I can't change BIGINT to INT in my production database.
Is there any way to fix this?
Im using: Access 2007, mysql-connector-odbc-3.51.30-winx64, MySQL server 5.1.73.
You can try basing the form on an Access query, and converting the BIGINT to an INT using CInt() in the query. This happens before the form processing. Depending on your circumstance, you may need to convert to a string (CStr()) in the Query, and then manually handle validating a user has entered a number using IsNumeric.

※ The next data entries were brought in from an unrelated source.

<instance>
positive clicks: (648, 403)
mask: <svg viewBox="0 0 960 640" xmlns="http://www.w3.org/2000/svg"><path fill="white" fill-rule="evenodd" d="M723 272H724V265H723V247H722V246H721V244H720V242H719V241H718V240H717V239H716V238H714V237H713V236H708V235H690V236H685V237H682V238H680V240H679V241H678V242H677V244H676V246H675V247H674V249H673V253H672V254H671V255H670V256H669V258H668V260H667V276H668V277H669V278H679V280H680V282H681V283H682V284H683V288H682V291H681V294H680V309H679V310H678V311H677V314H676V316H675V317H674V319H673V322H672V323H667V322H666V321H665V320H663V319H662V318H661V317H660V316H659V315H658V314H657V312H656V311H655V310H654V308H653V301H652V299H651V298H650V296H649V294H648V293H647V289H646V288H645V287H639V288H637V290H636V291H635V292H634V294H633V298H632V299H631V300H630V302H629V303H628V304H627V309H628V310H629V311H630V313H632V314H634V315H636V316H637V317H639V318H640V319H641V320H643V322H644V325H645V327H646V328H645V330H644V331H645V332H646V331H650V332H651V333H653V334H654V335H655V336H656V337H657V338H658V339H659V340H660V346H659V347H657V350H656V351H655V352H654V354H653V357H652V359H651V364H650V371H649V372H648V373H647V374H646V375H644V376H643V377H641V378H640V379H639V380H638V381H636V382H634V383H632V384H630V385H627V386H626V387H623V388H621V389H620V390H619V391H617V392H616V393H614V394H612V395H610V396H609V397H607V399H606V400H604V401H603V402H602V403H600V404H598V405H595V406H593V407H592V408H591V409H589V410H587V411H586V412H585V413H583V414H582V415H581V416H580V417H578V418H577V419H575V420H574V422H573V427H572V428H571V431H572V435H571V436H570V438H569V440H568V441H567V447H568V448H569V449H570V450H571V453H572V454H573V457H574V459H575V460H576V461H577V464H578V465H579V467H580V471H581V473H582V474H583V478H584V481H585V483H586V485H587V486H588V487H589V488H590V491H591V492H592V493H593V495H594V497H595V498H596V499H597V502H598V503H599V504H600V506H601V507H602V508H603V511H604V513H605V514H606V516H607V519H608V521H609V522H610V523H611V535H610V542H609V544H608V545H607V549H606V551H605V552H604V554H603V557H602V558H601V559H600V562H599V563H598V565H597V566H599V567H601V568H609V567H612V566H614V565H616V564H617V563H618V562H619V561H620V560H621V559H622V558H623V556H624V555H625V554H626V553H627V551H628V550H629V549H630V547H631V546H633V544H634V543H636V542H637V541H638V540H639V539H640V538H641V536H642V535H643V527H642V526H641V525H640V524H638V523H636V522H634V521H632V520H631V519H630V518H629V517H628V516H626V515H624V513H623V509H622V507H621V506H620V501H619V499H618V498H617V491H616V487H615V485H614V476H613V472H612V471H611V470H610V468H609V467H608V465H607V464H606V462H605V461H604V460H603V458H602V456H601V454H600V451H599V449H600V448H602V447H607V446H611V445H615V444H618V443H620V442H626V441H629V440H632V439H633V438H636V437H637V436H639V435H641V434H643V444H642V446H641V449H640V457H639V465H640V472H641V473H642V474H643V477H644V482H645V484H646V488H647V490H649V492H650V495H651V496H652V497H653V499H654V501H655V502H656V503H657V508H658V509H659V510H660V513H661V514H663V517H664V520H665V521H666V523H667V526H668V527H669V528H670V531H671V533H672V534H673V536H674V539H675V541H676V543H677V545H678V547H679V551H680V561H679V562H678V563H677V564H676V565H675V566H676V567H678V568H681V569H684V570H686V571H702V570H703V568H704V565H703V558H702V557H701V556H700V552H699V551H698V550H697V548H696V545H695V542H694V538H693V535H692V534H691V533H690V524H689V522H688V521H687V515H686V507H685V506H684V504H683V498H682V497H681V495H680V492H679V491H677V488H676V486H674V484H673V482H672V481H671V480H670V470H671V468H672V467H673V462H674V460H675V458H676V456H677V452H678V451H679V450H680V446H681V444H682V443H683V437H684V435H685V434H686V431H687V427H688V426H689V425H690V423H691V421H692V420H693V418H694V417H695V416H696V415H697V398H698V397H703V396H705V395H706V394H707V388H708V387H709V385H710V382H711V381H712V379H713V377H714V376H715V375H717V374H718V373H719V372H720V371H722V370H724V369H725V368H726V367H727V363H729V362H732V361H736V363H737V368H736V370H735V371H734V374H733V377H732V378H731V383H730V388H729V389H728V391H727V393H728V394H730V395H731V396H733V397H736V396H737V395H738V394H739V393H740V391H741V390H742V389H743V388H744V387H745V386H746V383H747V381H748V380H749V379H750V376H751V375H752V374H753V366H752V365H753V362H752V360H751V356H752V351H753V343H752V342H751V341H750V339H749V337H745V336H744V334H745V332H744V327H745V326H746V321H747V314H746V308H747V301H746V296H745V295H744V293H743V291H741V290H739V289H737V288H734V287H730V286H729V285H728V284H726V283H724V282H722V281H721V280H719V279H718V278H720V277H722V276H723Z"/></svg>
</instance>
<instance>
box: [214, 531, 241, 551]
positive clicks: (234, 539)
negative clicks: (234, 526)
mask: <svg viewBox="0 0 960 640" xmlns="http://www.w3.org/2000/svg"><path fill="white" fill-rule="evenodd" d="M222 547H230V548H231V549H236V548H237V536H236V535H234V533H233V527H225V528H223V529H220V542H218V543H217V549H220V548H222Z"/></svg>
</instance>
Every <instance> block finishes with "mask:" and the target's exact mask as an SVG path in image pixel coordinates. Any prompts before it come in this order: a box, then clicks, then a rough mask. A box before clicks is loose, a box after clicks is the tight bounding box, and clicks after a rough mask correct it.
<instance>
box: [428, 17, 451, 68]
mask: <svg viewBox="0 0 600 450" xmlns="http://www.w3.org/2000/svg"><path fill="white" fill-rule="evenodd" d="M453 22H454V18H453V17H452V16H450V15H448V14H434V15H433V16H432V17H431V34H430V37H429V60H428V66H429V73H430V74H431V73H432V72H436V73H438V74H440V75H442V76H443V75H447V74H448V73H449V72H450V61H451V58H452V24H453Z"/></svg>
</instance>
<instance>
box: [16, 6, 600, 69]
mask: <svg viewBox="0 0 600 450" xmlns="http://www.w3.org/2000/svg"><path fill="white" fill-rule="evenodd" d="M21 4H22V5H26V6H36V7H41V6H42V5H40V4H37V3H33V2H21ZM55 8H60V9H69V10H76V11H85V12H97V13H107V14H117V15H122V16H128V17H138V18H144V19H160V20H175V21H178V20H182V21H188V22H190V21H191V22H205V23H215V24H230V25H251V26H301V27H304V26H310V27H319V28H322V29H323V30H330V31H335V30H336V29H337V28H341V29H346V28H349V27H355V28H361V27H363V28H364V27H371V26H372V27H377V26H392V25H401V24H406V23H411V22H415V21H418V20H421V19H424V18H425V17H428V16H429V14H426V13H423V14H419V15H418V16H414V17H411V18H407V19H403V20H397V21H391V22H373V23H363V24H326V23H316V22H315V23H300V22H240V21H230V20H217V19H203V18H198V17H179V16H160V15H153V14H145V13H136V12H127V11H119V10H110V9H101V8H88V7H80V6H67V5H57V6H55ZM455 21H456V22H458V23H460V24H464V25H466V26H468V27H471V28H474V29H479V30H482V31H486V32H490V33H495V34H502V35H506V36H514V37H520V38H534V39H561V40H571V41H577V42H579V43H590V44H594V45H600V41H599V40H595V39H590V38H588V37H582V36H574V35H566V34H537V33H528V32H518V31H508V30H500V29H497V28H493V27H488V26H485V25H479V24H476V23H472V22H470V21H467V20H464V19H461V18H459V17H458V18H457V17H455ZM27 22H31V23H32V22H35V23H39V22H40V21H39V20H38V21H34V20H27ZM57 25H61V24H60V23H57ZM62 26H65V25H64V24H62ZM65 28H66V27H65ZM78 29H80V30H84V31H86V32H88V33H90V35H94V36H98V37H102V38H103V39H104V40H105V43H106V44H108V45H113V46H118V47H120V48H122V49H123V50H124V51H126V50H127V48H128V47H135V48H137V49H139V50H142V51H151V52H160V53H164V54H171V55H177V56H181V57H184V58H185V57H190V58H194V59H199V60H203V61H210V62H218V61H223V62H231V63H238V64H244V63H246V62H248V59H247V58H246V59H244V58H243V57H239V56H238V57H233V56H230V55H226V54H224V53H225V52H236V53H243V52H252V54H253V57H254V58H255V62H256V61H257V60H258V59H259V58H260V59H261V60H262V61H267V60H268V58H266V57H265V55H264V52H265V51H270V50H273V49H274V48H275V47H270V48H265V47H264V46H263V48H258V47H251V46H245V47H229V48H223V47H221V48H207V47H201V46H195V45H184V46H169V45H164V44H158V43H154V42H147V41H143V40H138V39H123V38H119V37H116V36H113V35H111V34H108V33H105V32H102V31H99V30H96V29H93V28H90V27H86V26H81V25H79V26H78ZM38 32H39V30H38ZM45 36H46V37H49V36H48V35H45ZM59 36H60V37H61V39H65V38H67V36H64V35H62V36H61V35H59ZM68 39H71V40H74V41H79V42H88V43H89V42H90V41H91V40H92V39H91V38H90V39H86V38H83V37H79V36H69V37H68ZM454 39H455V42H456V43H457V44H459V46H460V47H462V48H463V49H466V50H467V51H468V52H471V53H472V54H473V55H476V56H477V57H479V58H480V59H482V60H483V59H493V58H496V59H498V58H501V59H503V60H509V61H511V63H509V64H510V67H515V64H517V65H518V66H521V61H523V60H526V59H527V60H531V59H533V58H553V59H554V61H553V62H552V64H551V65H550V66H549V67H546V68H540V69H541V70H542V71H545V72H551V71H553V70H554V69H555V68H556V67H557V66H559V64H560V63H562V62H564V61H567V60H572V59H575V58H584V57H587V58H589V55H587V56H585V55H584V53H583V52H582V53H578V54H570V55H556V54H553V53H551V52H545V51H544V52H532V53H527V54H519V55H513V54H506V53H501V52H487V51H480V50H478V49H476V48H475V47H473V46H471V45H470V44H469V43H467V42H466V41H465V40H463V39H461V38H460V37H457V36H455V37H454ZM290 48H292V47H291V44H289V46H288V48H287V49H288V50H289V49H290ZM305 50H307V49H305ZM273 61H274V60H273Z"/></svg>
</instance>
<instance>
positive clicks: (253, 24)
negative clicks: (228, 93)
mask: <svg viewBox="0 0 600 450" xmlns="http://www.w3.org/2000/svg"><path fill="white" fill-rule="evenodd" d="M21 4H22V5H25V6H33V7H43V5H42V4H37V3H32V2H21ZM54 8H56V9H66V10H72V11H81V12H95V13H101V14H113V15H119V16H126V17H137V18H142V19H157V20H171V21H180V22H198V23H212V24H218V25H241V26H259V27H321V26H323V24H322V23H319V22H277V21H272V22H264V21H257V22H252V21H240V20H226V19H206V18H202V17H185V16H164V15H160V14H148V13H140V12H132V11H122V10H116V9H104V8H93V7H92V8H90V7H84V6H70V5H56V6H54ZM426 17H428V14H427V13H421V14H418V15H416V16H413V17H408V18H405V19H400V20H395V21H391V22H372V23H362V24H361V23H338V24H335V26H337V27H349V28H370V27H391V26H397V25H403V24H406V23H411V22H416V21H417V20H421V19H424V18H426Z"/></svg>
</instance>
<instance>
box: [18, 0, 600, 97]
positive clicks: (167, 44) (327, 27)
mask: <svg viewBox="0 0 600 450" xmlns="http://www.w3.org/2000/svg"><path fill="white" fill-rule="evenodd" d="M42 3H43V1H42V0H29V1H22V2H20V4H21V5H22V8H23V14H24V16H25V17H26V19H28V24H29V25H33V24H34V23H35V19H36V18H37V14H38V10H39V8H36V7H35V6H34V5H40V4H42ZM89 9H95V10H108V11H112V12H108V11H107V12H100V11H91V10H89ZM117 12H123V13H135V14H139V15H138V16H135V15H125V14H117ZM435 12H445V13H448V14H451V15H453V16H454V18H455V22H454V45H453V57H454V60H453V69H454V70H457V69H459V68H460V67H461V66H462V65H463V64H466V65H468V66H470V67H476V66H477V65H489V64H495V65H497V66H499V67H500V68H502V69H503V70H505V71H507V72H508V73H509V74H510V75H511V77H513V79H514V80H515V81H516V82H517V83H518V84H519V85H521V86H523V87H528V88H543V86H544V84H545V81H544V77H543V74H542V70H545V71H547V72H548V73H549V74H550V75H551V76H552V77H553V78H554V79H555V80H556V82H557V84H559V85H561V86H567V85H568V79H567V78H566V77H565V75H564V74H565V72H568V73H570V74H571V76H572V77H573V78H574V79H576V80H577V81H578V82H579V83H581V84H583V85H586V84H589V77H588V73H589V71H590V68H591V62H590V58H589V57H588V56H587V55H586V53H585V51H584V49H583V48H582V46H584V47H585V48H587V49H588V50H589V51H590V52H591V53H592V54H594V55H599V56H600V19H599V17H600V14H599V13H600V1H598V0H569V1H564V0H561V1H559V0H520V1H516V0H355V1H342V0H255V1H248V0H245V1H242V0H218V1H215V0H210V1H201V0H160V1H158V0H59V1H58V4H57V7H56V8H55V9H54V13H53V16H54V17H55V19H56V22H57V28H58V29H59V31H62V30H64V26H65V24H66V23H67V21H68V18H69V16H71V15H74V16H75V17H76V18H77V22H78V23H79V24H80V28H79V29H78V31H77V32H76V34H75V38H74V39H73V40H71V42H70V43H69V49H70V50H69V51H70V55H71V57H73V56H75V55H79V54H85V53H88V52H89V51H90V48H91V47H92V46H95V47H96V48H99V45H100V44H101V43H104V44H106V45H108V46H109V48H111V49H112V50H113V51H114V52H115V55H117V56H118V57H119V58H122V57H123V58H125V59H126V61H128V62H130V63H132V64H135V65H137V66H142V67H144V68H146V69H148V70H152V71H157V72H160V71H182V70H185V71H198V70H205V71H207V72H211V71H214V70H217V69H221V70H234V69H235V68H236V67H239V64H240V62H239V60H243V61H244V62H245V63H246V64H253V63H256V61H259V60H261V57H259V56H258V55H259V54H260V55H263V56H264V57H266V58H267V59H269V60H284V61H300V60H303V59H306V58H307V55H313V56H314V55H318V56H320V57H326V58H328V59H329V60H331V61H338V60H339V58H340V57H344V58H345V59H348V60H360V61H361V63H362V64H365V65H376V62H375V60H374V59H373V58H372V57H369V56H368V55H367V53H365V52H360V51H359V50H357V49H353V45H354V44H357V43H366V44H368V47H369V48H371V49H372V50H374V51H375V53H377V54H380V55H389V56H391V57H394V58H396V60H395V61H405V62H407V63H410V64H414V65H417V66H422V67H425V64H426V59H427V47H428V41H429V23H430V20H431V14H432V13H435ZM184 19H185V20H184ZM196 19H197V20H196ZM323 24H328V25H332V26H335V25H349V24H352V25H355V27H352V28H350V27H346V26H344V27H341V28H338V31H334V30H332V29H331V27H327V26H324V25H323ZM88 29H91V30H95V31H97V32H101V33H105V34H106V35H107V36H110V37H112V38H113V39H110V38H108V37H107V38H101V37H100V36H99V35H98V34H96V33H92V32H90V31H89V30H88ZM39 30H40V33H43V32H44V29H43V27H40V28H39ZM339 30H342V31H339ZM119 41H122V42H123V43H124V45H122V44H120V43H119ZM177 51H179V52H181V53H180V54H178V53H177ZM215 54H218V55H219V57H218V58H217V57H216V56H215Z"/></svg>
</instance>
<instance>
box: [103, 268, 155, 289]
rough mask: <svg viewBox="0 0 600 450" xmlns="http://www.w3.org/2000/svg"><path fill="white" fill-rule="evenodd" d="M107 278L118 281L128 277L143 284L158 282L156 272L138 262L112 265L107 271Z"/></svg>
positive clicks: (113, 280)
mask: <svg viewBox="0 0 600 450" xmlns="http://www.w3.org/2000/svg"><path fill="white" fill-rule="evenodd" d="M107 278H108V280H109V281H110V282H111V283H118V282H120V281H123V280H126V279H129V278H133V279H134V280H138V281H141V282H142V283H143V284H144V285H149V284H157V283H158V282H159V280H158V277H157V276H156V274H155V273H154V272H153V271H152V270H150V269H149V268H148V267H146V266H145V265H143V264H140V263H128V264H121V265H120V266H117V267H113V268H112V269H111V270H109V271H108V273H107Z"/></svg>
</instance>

The idea is to trick the form into not trying to interpret the datatype, which seems to be your problem.
Access 2016 now supports BigInt: https://blogs.office.com/2017/03/06/new-in-access-2016-large-number-bigint-support/
It's 2019 and with the latest ODBC driver from Oracle (v 8.0.17) and Access 365 (v 16.0.11904), the problem still occurs.
When the ODBC "Treat BIGINT columns as INT columns" is ticked and in Access support for Bigint is enable in options, the Linked tables with Bigint #id columns (the primary key) shows as deleted. Ruby creates these by default, so we are loathe to fiddle with that.
If we disable the above two option, Access thinks the #id column bigint is a string and shows the data. But then the field type is not bigint or int anymore.
This is quite pathetic, since this problem is almost 10 years old now.
The MySQL driver has an option to convert BIGINT values to INT. Would this solve the issue for you?